Francia, mi amor, siempre he de volver por tus semillas, y a París por su aura. ¿Has escalado sus cumbres? ¿Has hecho el amor a sus parques, jardines, calles? ¿Te has vestido con sus glorias, sus sombras, sus ardores? ¿Has saboreado sus cortinados, sus buhardillas, sus tejados? ¿Te has entregado a su militancia de cafés, pastis y croissants? ¿Has nombrado sus intimidades, sus senos, su frenesí? ¿Te has adornado en galas con sus estrellas y pasado? ¿Has comprendido su hacer de humores y arrogancias? ¿Has respetado sus tradiciones, sus fábulas, sus secretos? ¿Has visto cómo abraza sus libertades, las tuyas y las propias?
París es la mariposa del amor, la sangre de la palabra, el color de mi ilusión.
Hacía frío, me había puesto botas de cuero hasta la rodilla, mi grueso saco negro tejido de lana llegaba casi al piso. No tenía botones, por lo que siempre me lo ataba con un cinturón de cuero rojo, la hermosa vanidad del vestir. El día anterior había fallecido el couturier Givenchy, una de las grandes tijeras de Francia; su legado y garbo serán para siempre un sello de lacre soberano, un galón agraciado sobre las espaldas esbeltas de los galos. Su pequeño vestido negro parecía ser la misma piel y el alma de París. Un resumen preciso del silencio y mesura de la gracia.
Caminé desde la Île Saint-Louis por la rive gauche hasta la Torre Eiffel pasando por los puestos de libros del Quai.
Desde la distancia, las barandas de los puentes parecían desmochadas por el tiempo y por los alientos de intelecto de la ciudad. La mujer parisina trajina sus calles con prestancia prístina e irreverente, como si su belleza fuera dada por los reflejos de la ciudad y por los fantasmas que la reverencian. Ellos han sido parte y han inspirado al amor, al arte, al deseo y a la guerra. Una ciudad festejada por las lágrimas y los triunfos de arquitectura que se gozan y leen en su trazo, escala y perspectiva. La fuga de sus avenidas entre árboles y monumentos con el temple de sus museos en cada esquina.
Me arrodillé en el piso y hundí mis manos hasta los codos en la enorme bolsa de arroz. Al hacerlo, bajé mi cabeza y sentí el perfume del Basmati. Olía como el amor en el mejor de sus días.

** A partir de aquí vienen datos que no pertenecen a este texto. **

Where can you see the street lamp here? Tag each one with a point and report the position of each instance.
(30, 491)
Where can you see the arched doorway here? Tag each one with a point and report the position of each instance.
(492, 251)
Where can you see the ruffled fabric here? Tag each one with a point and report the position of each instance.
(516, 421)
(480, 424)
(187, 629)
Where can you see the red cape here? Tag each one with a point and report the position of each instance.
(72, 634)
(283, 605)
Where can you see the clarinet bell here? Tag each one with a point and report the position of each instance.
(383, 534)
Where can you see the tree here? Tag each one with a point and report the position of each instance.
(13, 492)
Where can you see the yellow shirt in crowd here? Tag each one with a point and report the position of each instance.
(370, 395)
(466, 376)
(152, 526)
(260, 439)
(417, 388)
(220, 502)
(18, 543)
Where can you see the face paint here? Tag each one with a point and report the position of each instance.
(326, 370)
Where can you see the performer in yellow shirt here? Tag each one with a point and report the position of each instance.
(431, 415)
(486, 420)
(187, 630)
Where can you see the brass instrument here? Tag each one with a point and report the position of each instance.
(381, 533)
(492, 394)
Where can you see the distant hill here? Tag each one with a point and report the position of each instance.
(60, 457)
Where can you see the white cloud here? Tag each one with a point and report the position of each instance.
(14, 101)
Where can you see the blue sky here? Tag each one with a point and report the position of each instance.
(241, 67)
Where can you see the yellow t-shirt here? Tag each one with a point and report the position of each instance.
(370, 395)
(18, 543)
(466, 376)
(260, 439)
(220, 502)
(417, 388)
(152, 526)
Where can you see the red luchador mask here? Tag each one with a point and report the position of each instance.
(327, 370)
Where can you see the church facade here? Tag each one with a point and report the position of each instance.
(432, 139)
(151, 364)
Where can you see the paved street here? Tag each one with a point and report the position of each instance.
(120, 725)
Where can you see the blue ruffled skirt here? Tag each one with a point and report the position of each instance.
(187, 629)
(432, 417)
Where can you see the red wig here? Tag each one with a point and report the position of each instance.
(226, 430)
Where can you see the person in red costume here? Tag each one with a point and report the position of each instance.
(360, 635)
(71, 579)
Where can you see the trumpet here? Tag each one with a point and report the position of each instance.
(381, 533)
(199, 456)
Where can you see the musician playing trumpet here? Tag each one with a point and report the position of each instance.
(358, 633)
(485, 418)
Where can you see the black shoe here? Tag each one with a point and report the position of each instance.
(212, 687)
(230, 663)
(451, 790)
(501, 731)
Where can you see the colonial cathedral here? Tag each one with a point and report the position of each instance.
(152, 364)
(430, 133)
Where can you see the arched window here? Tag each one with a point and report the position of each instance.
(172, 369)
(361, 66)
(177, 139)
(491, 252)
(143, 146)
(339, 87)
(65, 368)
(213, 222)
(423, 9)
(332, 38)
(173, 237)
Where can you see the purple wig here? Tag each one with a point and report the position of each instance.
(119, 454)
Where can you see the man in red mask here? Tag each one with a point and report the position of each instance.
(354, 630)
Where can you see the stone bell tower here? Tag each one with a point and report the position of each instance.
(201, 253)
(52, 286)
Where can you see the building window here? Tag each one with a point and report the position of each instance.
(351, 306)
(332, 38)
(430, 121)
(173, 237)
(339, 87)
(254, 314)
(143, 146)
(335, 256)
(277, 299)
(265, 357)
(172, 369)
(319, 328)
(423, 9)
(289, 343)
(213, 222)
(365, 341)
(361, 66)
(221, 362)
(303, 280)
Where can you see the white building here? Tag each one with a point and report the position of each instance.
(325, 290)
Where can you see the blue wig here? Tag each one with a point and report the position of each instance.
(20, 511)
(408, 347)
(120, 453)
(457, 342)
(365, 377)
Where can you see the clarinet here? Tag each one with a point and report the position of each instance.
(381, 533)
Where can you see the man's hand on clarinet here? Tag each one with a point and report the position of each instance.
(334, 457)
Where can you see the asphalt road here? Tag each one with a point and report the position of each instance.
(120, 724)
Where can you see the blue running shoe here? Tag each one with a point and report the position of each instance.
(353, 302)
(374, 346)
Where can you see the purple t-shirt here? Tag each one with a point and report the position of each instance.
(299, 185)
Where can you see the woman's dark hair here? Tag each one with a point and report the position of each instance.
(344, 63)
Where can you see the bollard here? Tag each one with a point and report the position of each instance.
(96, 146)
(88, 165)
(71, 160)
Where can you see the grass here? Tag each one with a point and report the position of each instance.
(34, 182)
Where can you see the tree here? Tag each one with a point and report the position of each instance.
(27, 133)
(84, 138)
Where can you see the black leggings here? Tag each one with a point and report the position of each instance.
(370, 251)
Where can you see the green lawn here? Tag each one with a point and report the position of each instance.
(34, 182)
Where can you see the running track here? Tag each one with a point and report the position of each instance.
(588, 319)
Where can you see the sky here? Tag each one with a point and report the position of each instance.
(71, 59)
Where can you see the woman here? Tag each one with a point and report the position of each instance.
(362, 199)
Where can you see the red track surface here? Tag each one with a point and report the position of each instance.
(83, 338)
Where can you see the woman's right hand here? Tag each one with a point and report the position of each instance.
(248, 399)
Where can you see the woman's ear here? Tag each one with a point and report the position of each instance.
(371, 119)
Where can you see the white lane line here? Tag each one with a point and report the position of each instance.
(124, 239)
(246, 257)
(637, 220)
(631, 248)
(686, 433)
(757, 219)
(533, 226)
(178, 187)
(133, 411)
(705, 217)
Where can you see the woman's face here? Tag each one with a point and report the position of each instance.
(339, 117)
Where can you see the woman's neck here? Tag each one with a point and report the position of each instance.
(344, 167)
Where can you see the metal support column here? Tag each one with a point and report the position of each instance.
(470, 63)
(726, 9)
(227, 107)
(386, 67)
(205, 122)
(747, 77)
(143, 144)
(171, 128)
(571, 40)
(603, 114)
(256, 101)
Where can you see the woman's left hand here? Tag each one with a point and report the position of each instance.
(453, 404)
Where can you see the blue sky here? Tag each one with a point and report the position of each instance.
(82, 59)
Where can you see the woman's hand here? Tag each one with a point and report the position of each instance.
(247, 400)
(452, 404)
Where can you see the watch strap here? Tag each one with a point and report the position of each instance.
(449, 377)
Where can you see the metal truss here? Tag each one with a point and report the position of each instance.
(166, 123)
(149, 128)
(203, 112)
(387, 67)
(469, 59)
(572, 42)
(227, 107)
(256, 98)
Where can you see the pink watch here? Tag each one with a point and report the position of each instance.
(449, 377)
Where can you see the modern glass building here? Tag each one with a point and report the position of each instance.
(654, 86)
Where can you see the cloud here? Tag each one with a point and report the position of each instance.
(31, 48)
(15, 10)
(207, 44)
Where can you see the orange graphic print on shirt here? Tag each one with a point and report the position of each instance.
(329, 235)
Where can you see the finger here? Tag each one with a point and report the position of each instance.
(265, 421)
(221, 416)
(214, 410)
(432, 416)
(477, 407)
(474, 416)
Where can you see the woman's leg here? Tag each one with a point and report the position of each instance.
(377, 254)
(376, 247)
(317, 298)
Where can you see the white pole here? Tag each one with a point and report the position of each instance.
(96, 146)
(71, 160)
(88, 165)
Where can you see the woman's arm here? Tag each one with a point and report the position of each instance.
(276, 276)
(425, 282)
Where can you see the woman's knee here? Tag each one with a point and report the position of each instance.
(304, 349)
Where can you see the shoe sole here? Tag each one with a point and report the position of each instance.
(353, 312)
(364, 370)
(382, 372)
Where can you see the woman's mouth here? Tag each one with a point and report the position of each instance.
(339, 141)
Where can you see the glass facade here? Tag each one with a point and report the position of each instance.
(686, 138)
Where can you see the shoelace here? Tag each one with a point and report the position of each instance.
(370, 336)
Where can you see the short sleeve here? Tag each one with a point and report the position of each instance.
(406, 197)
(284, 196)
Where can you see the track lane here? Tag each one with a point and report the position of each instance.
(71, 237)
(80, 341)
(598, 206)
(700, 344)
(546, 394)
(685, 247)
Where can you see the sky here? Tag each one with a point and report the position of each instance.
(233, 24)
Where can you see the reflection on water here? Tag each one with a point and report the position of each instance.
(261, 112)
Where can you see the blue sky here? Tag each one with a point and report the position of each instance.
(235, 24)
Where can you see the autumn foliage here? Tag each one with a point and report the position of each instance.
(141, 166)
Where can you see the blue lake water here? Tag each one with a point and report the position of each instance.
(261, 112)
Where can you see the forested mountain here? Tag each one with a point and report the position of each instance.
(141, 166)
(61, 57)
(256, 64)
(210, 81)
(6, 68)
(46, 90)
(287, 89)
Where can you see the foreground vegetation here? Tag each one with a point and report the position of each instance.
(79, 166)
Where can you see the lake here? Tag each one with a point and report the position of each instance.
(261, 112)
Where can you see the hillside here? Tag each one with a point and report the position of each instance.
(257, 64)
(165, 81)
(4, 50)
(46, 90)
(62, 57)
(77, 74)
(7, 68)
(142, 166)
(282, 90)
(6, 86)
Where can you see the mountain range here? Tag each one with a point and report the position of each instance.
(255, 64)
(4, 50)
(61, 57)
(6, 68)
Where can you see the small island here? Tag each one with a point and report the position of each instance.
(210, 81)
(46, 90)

Cerré los ojos y pensé en la sazón; ajo, cebollas y laurel. Estaba en el mismo almacén iraní que conocí cuarenta años atrás. Entonces no imaginaba que la ciudad regiría tantos tramos de mi vida y tampoco pensé que ese mismo arroz con tanta fragancia emanaría siempre origen e hidalguía en su elegante simpleza. Cada indicio, insinuación, vestigio de mi sartén y sazón residen entre las alcantarillas y las cumbres de las mansardas de París.
Luego de haber cocinado por tantas décadas todo parecía resumirse en este plato preferido. Cada vez que lo comía me trasladaba a la misma esquina del 7º distrito, donde se olía a canela, coriandro, cúrcuma y cardamomo. Compré un bolsón de veinte kilos, con envío a mi casa de Provenza, y un frasco muy hermético de hebras de azafrán.
Esa noche, al llegar a casa, estaba solo. Dispuse un tazón de arroz en la cacerola y lo cubrí con caldo de cebollas, ajo y laurel. Solo eso.
También, una pincelada de sal de Guérande.
Me senté en una silla al lado de la hornalla mientras escuchaba el Réquiem de Wagner y el borbotear de mi arroz. En el florero, las camelias ya estaban marchitas, pero mi alma aún no. Latía en estruendos de deseos, tenía tantos besos por dar, tantos poemas por leer, tantas tardes aún de trajines por París, tomado de las manos de mis hijos. Será que ellos un día comprenderán esta pasión.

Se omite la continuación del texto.